The Queensland Labor government has joined the Australia-wide policy push for households to swap out costly and inefficient gas appliances for energy efficient electric alternatives, offering rebates of up to $1,000 to make the upgrade
The Palaszczuk government on Tuesday unveiled the new $22 million Climate Smart Energy Savers program, offering a range of rebates for a range of eligible energy efficient appliances to both standard and low-income households.
The program, which launches in September, offers rebates of between $300 and $1,000 to households that replace old appliances with 4 star-rated (or higher) appliances, including reverse cycle air-conditioners and heat pump hot water systems.

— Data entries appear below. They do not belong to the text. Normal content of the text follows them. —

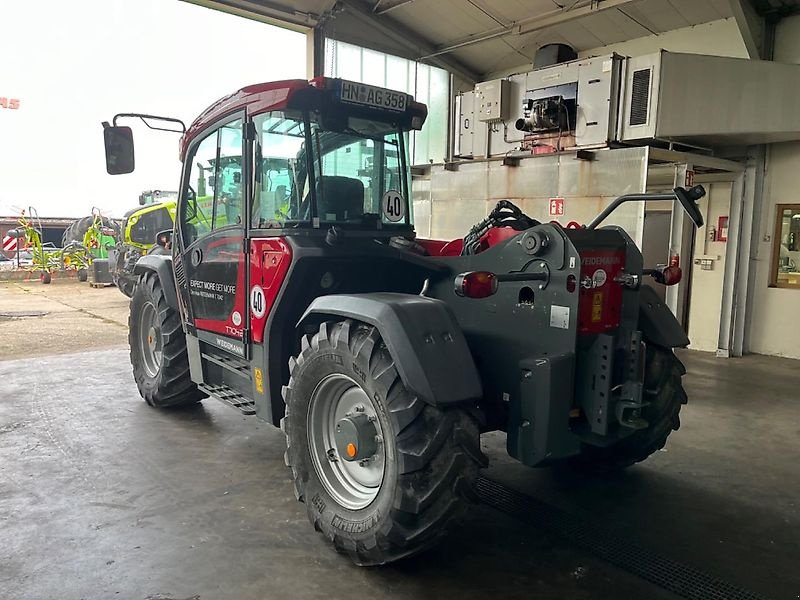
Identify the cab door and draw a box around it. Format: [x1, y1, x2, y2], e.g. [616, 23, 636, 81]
[176, 114, 247, 358]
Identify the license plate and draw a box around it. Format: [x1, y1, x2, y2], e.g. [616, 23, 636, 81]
[339, 81, 408, 112]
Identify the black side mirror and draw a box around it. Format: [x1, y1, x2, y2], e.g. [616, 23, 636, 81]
[156, 229, 172, 248]
[103, 126, 136, 175]
[672, 185, 706, 228]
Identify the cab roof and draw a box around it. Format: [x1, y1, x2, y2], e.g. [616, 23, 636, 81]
[180, 77, 428, 161]
[180, 79, 311, 160]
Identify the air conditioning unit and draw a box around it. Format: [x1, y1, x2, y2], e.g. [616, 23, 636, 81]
[619, 51, 800, 147]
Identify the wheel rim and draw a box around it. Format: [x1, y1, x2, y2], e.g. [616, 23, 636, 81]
[139, 302, 161, 377]
[308, 374, 386, 510]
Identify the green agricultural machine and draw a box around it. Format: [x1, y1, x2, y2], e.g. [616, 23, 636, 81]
[109, 196, 177, 297]
[14, 207, 91, 284]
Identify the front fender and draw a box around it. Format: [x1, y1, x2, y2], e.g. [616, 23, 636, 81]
[298, 293, 483, 406]
[133, 254, 178, 310]
[639, 285, 689, 348]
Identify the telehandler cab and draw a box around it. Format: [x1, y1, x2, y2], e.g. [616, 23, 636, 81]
[104, 78, 704, 565]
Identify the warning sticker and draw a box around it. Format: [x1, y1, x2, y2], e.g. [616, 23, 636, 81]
[381, 190, 406, 223]
[550, 304, 569, 329]
[250, 285, 267, 319]
[592, 292, 603, 323]
[592, 269, 608, 287]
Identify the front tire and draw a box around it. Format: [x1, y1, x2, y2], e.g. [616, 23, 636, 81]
[570, 345, 687, 472]
[128, 273, 205, 408]
[281, 320, 486, 565]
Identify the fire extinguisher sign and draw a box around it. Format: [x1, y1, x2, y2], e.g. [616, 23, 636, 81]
[550, 198, 564, 217]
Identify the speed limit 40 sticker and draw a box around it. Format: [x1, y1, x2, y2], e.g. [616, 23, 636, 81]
[381, 190, 406, 223]
[250, 285, 267, 319]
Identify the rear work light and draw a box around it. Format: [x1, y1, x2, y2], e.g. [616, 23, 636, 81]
[663, 266, 683, 285]
[454, 271, 497, 298]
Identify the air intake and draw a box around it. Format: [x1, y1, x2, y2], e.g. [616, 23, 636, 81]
[628, 69, 651, 125]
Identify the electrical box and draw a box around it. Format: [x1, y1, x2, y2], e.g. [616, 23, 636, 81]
[453, 92, 488, 158]
[475, 79, 508, 123]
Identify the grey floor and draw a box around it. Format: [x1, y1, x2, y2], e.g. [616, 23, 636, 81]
[0, 349, 800, 600]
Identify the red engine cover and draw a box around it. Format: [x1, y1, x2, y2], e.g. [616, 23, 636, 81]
[578, 249, 625, 333]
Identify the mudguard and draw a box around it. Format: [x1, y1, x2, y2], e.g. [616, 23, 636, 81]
[133, 254, 178, 310]
[639, 285, 689, 348]
[298, 293, 482, 406]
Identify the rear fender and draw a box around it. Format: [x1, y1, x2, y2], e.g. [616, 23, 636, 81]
[639, 285, 689, 348]
[298, 293, 482, 406]
[133, 254, 178, 310]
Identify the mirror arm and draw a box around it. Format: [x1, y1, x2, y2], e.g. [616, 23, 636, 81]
[112, 113, 186, 133]
[586, 192, 677, 229]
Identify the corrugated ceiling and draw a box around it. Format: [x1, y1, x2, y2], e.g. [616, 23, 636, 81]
[193, 0, 800, 78]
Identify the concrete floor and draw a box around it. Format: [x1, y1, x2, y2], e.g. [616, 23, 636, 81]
[0, 308, 800, 600]
[0, 278, 128, 360]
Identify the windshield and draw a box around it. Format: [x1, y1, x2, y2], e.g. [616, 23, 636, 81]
[251, 112, 412, 228]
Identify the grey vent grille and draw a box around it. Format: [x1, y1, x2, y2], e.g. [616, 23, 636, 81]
[629, 69, 650, 125]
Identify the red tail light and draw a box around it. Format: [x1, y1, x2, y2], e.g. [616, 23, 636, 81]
[664, 265, 683, 285]
[454, 271, 497, 298]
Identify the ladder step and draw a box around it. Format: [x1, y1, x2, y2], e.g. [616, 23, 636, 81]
[197, 384, 256, 415]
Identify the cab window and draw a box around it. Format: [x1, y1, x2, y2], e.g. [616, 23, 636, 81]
[131, 208, 172, 244]
[181, 119, 244, 246]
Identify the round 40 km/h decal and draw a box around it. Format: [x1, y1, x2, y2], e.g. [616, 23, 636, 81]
[250, 285, 267, 319]
[381, 190, 406, 223]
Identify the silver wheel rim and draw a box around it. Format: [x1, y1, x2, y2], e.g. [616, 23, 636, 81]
[307, 374, 386, 510]
[139, 302, 161, 377]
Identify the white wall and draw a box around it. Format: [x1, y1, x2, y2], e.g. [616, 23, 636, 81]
[689, 183, 732, 352]
[746, 17, 800, 358]
[485, 18, 752, 80]
[578, 18, 747, 58]
[0, 0, 306, 217]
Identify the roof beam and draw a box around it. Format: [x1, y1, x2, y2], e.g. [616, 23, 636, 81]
[184, 0, 321, 32]
[326, 0, 480, 83]
[372, 0, 414, 15]
[420, 0, 635, 60]
[731, 0, 766, 59]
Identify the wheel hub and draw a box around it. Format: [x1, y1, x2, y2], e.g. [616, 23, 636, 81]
[308, 374, 386, 510]
[139, 302, 161, 377]
[334, 414, 378, 462]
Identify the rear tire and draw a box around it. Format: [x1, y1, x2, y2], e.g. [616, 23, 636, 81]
[128, 273, 205, 408]
[281, 320, 486, 565]
[569, 345, 687, 472]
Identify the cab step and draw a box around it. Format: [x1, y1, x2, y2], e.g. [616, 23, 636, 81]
[197, 383, 256, 415]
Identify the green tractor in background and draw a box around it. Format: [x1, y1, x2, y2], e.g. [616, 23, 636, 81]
[10, 206, 91, 284]
[61, 207, 119, 258]
[109, 190, 178, 297]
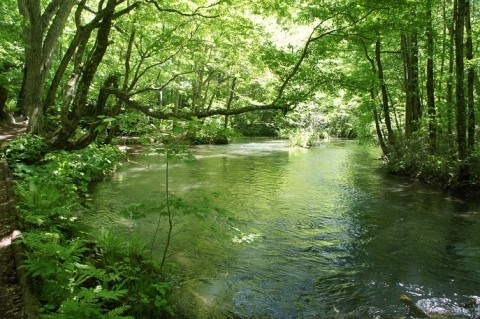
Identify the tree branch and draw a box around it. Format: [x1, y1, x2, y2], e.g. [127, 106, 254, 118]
[105, 88, 293, 120]
[147, 0, 222, 18]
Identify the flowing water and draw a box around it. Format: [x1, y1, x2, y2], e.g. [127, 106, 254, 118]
[88, 140, 480, 318]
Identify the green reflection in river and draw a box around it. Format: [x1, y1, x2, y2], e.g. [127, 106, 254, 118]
[88, 141, 480, 318]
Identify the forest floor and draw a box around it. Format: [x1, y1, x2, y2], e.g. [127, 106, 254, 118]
[0, 122, 26, 319]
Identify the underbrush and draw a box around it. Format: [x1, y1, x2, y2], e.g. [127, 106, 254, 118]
[5, 136, 172, 319]
[386, 138, 480, 189]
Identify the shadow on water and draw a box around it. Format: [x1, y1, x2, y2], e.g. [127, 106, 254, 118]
[88, 140, 480, 318]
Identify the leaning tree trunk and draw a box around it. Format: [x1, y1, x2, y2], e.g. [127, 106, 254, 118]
[18, 0, 76, 133]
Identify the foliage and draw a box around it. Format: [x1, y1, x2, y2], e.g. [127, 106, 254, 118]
[9, 145, 172, 319]
[186, 118, 238, 144]
[4, 134, 48, 166]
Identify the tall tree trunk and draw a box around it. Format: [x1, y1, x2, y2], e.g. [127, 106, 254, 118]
[223, 76, 237, 128]
[401, 33, 422, 137]
[455, 0, 468, 161]
[362, 40, 389, 155]
[445, 1, 457, 138]
[426, 0, 437, 148]
[465, 0, 475, 153]
[375, 34, 396, 148]
[18, 0, 76, 133]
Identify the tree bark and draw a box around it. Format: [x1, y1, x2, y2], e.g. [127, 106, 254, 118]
[375, 35, 396, 148]
[465, 0, 475, 153]
[426, 0, 437, 149]
[455, 0, 468, 161]
[401, 34, 421, 137]
[18, 0, 76, 134]
[224, 76, 237, 128]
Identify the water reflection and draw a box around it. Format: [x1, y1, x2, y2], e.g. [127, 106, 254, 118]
[89, 141, 480, 318]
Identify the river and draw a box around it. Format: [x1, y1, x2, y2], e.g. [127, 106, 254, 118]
[92, 139, 480, 318]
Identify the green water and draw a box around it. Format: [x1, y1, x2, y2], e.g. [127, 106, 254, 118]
[92, 140, 480, 318]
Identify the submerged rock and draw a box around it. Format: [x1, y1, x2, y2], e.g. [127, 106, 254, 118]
[416, 296, 480, 318]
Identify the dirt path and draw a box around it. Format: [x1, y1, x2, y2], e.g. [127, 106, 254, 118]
[0, 123, 25, 319]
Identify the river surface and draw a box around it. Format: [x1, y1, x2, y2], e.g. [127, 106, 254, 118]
[92, 140, 480, 318]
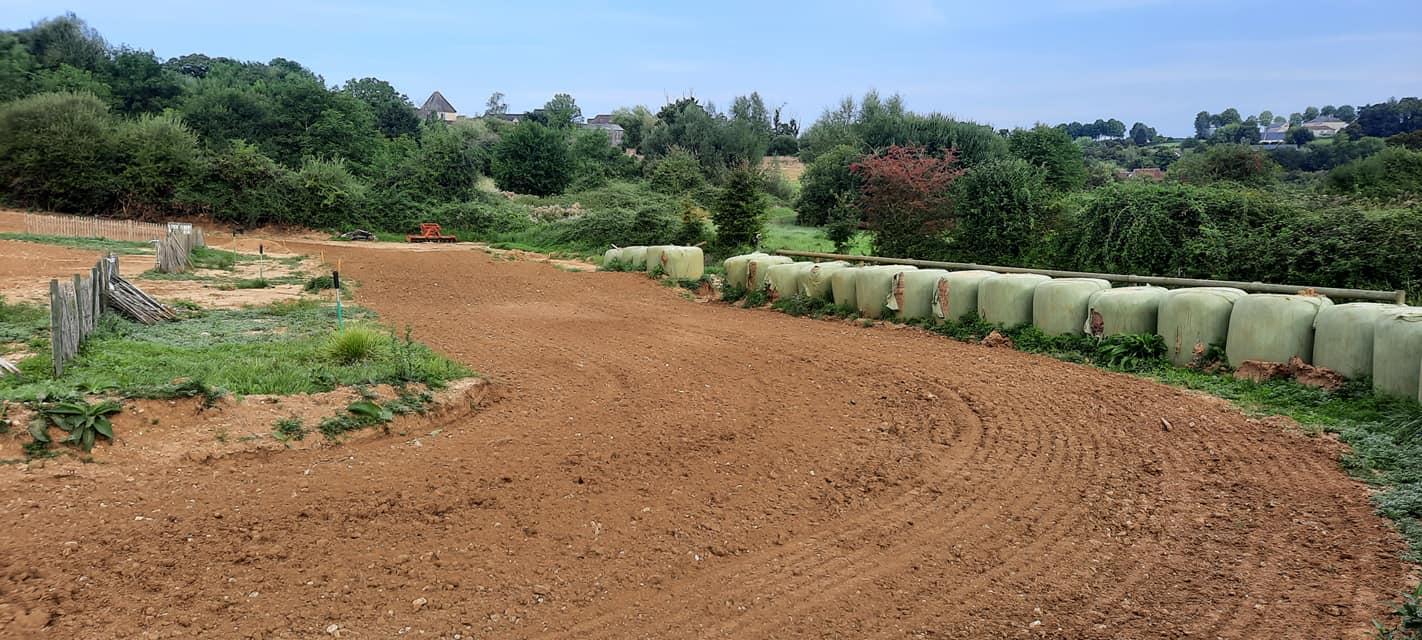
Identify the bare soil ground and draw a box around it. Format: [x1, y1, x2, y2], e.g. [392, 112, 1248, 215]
[0, 242, 1408, 639]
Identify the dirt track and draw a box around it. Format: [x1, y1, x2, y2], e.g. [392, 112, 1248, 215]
[0, 247, 1406, 639]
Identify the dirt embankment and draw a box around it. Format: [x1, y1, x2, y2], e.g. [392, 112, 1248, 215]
[0, 241, 1406, 639]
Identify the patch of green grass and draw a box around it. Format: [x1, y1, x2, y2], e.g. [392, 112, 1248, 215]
[761, 206, 872, 256]
[0, 302, 471, 400]
[0, 233, 154, 255]
[326, 324, 390, 364]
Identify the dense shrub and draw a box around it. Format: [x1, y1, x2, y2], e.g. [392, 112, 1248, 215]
[572, 129, 638, 191]
[648, 146, 705, 195]
[1007, 125, 1086, 191]
[188, 141, 296, 226]
[428, 196, 533, 233]
[1324, 146, 1422, 199]
[1230, 206, 1422, 300]
[795, 145, 862, 225]
[1169, 145, 1280, 186]
[1054, 181, 1284, 277]
[287, 158, 365, 229]
[115, 114, 203, 218]
[953, 158, 1054, 265]
[0, 92, 117, 213]
[493, 121, 573, 195]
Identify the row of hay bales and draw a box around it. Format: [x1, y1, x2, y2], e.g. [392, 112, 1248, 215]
[725, 253, 1422, 401]
[603, 245, 705, 280]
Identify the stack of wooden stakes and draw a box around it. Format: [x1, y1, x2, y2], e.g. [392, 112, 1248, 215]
[155, 228, 202, 273]
[50, 256, 178, 375]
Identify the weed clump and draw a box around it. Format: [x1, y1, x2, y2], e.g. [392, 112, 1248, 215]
[327, 326, 388, 364]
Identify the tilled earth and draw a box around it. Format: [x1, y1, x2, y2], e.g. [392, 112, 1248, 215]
[0, 246, 1408, 639]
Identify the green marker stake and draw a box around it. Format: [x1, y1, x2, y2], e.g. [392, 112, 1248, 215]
[331, 272, 346, 330]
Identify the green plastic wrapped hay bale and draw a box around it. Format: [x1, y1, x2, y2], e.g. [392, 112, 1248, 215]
[1156, 287, 1244, 367]
[799, 260, 849, 300]
[1224, 293, 1332, 368]
[643, 245, 675, 272]
[1032, 277, 1111, 336]
[1372, 307, 1422, 400]
[1082, 287, 1165, 337]
[661, 246, 707, 280]
[745, 256, 795, 292]
[1314, 303, 1402, 378]
[623, 246, 647, 272]
[884, 269, 948, 320]
[855, 265, 914, 320]
[765, 262, 815, 300]
[721, 252, 766, 289]
[829, 266, 865, 307]
[933, 269, 997, 321]
[978, 273, 1051, 329]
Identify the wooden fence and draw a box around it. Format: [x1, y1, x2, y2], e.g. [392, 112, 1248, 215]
[24, 213, 206, 246]
[50, 256, 178, 375]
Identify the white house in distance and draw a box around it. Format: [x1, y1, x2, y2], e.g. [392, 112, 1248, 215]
[1301, 115, 1348, 138]
[415, 91, 459, 122]
[1258, 124, 1288, 145]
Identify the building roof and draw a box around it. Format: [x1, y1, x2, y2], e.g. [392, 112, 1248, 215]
[419, 91, 458, 115]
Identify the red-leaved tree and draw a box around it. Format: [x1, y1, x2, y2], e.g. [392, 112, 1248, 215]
[849, 145, 963, 257]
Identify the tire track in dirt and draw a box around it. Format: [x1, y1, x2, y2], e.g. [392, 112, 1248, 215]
[0, 243, 1405, 639]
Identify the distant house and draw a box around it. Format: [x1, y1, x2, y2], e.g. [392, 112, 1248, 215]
[583, 121, 626, 146]
[1301, 115, 1348, 138]
[415, 91, 459, 122]
[1258, 124, 1288, 145]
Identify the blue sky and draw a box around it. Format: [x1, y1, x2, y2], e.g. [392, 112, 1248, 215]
[0, 0, 1422, 135]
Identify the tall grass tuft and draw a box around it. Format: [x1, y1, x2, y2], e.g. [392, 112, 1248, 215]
[327, 324, 390, 364]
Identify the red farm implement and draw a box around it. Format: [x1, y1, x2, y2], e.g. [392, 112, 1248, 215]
[405, 222, 455, 242]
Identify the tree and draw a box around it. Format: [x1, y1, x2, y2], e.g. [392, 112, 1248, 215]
[542, 94, 583, 129]
[1007, 125, 1086, 191]
[953, 158, 1054, 265]
[483, 91, 509, 118]
[104, 48, 182, 115]
[1284, 127, 1314, 145]
[1130, 122, 1156, 146]
[711, 164, 765, 249]
[341, 78, 419, 138]
[493, 121, 573, 196]
[1169, 144, 1280, 186]
[0, 92, 118, 213]
[795, 145, 863, 226]
[1194, 111, 1214, 139]
[850, 146, 966, 257]
[17, 13, 109, 71]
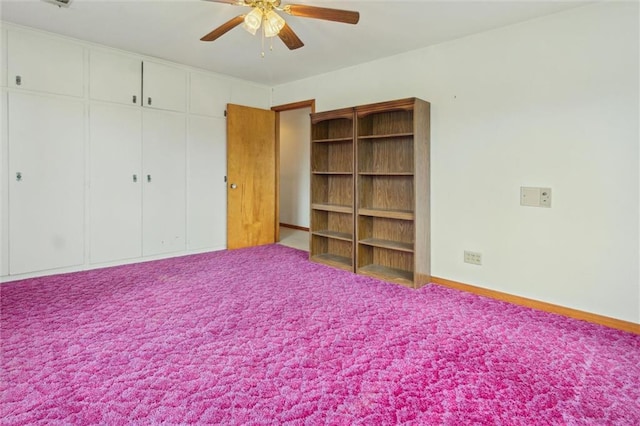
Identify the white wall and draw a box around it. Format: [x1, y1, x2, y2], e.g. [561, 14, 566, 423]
[280, 108, 311, 228]
[273, 2, 640, 323]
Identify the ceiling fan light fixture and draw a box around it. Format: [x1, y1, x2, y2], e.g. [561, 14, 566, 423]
[264, 10, 285, 37]
[242, 7, 263, 35]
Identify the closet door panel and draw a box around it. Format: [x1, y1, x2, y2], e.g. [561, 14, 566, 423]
[89, 104, 142, 263]
[187, 116, 227, 250]
[89, 50, 142, 105]
[142, 61, 187, 112]
[7, 31, 84, 96]
[8, 93, 85, 274]
[142, 110, 186, 256]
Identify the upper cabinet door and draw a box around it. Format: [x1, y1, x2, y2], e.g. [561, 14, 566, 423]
[189, 72, 231, 117]
[7, 31, 84, 97]
[142, 61, 187, 112]
[89, 50, 142, 105]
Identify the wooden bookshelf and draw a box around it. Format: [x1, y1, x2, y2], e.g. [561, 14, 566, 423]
[309, 108, 355, 271]
[310, 98, 431, 288]
[355, 98, 430, 288]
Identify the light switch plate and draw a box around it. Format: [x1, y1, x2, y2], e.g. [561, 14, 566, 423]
[520, 186, 551, 208]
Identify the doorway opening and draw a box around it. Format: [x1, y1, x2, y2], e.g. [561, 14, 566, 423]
[271, 100, 315, 250]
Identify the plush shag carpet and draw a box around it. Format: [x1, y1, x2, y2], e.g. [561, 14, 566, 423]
[0, 245, 640, 425]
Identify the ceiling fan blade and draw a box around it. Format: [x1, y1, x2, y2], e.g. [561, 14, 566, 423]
[283, 4, 360, 24]
[200, 15, 244, 41]
[204, 0, 248, 6]
[278, 22, 304, 50]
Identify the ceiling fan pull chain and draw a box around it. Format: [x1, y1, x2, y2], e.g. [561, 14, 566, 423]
[261, 22, 264, 58]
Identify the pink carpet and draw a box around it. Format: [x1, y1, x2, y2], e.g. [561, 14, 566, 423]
[0, 245, 640, 425]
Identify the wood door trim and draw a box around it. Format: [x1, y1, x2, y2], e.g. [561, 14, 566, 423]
[280, 222, 309, 232]
[271, 99, 316, 113]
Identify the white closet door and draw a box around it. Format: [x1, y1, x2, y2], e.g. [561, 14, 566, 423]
[9, 93, 85, 274]
[7, 31, 84, 96]
[89, 104, 142, 263]
[142, 110, 186, 256]
[187, 116, 227, 250]
[89, 50, 142, 105]
[142, 61, 187, 112]
[0, 91, 9, 276]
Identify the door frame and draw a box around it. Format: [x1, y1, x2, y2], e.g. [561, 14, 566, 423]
[271, 99, 316, 242]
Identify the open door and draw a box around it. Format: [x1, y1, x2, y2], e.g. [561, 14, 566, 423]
[227, 104, 278, 249]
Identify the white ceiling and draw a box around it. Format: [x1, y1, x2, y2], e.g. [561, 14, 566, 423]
[0, 0, 585, 86]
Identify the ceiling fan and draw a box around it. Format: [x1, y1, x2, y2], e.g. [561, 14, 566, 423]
[200, 0, 360, 50]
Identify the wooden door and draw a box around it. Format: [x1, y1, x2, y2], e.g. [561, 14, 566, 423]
[227, 104, 277, 249]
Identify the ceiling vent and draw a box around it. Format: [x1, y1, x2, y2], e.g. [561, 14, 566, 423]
[42, 0, 71, 7]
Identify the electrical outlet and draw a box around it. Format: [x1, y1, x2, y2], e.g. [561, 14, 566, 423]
[464, 250, 482, 265]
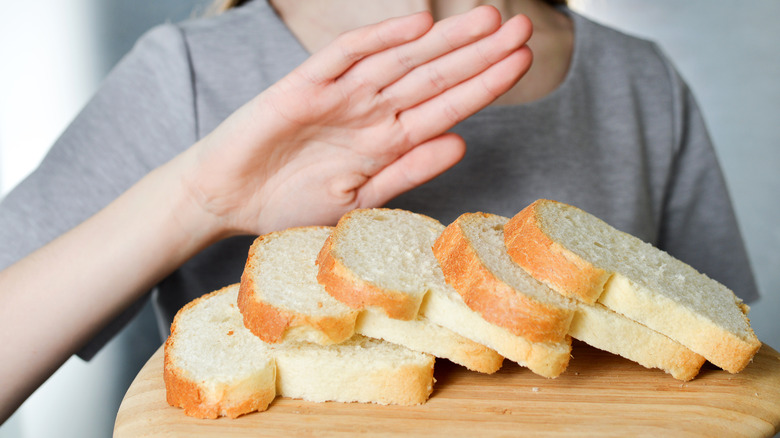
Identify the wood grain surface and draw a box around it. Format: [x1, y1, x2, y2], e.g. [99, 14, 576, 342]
[114, 342, 780, 438]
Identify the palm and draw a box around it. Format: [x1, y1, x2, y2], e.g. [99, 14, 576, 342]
[187, 8, 530, 238]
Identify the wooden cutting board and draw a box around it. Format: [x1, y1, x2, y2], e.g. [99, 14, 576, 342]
[114, 342, 780, 438]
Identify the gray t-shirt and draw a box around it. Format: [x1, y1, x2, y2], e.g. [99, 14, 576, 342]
[0, 0, 758, 357]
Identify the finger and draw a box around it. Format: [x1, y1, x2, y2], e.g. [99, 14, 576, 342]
[382, 15, 532, 109]
[358, 133, 466, 207]
[299, 12, 433, 84]
[341, 6, 501, 90]
[398, 46, 532, 145]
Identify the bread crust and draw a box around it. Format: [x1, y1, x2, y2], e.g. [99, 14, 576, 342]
[504, 199, 610, 304]
[433, 213, 574, 342]
[238, 227, 358, 345]
[317, 228, 421, 321]
[163, 285, 276, 419]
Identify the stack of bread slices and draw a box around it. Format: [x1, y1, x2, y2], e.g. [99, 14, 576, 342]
[164, 200, 761, 418]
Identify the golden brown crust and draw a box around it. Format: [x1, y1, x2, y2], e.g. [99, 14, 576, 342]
[433, 213, 574, 342]
[163, 285, 276, 419]
[504, 199, 611, 304]
[700, 329, 761, 374]
[317, 214, 420, 321]
[238, 227, 357, 344]
[238, 278, 294, 344]
[383, 356, 436, 406]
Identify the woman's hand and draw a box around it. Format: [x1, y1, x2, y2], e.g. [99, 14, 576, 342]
[184, 7, 531, 236]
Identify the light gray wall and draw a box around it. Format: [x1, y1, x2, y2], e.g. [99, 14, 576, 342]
[0, 0, 780, 438]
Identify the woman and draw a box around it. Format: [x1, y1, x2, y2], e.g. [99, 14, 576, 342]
[0, 0, 756, 424]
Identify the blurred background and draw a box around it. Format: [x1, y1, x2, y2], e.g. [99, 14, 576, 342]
[0, 0, 780, 438]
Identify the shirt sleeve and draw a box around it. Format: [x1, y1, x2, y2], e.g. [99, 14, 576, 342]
[659, 63, 759, 302]
[0, 24, 197, 358]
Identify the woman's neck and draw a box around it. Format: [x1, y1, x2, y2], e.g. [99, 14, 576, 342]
[270, 0, 574, 105]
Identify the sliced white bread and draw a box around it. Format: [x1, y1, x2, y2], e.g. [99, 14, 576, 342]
[163, 284, 276, 418]
[317, 208, 443, 320]
[504, 200, 761, 373]
[164, 284, 435, 418]
[355, 309, 504, 374]
[274, 335, 435, 406]
[569, 303, 705, 381]
[433, 213, 575, 342]
[238, 227, 358, 345]
[318, 209, 571, 377]
[433, 213, 704, 380]
[420, 278, 571, 378]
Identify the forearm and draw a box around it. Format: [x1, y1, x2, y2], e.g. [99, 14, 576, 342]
[0, 149, 218, 421]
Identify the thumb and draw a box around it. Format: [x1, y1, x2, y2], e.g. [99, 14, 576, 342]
[358, 133, 466, 208]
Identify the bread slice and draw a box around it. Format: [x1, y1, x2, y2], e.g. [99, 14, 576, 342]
[433, 213, 704, 380]
[317, 208, 443, 320]
[238, 227, 504, 373]
[504, 200, 761, 373]
[433, 213, 575, 342]
[420, 278, 571, 378]
[163, 284, 276, 418]
[274, 328, 435, 406]
[569, 303, 705, 381]
[164, 284, 435, 418]
[318, 208, 571, 377]
[238, 227, 358, 345]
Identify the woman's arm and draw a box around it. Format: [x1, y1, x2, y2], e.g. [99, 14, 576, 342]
[0, 7, 531, 420]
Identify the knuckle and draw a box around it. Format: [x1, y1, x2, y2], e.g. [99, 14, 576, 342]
[427, 67, 450, 91]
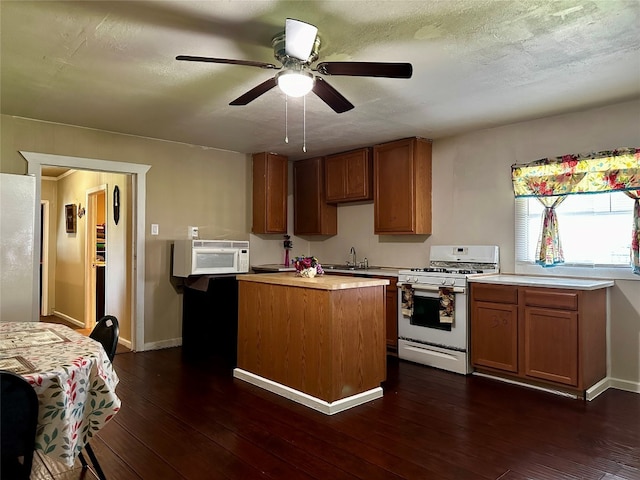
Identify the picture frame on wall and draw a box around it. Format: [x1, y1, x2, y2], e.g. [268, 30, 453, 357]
[64, 203, 77, 233]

Interestingly, the government release never actually specifies that these appliances must be electric powered – or that they must not be gas – but as you can see in the table below, only electric appliances are eligible for the rebates.
“The Smart Energy Savers Program is just another way the Palaszczuk government is helping households save on electricity bills, following this year’s nation-leading energy rebates,” said state energy minister Mick de Brenni in a statement.
“This rebate program not only helps Queenslanders purchase new household appliances, but it means they save money and help lower emissions for years to come.”
The government says it expects around 40,000 Queenslanders will be able to claim the new rebate, which are limited to one per household, until the program’s funding is exhausted.
It also says that the switch from 2 to 4 star appliances could save the average household hundreds to thousands of dollars a year, while also cutting emissions.
The new policy from Queensland Labor follows the big news from Victoria last week that it will ban connections to the state’s gas network for new-build homes, starting in 2024.
Victoria, in turn, followed the ACT, which in June passed a landmark law prohibiting the use of fossil gas in new homes and businesses, starting as early as November.
As RenewEconomy reported on Monday, pressure is now mounting on other states – and particularly New South Wales – to fall in line.
But not every state, it seems, is prepared to shape up to the powerful fossil fuel lobby, which – supported by the Coalition and certain media outlets – is making clear its opposition to the Victorian government’s move.
NSW Labor premier, Chris Minns, on Monday copped flack for opting out of gas vs electric policy debate by claiming it would only complicate the state’s already steep decarbonisation task.
“The challenges in energy are serious in NSW,” Minns told Sydney radio station 2GB. “I don’t need another complication or another policy change when the challenges ahead of us are so serious.”
Queensland Labor’s don’t-mention-gas approach to the Climate Smart Energy Savers rebate is perhaps its own way of not poking the fossil hornet’s nest.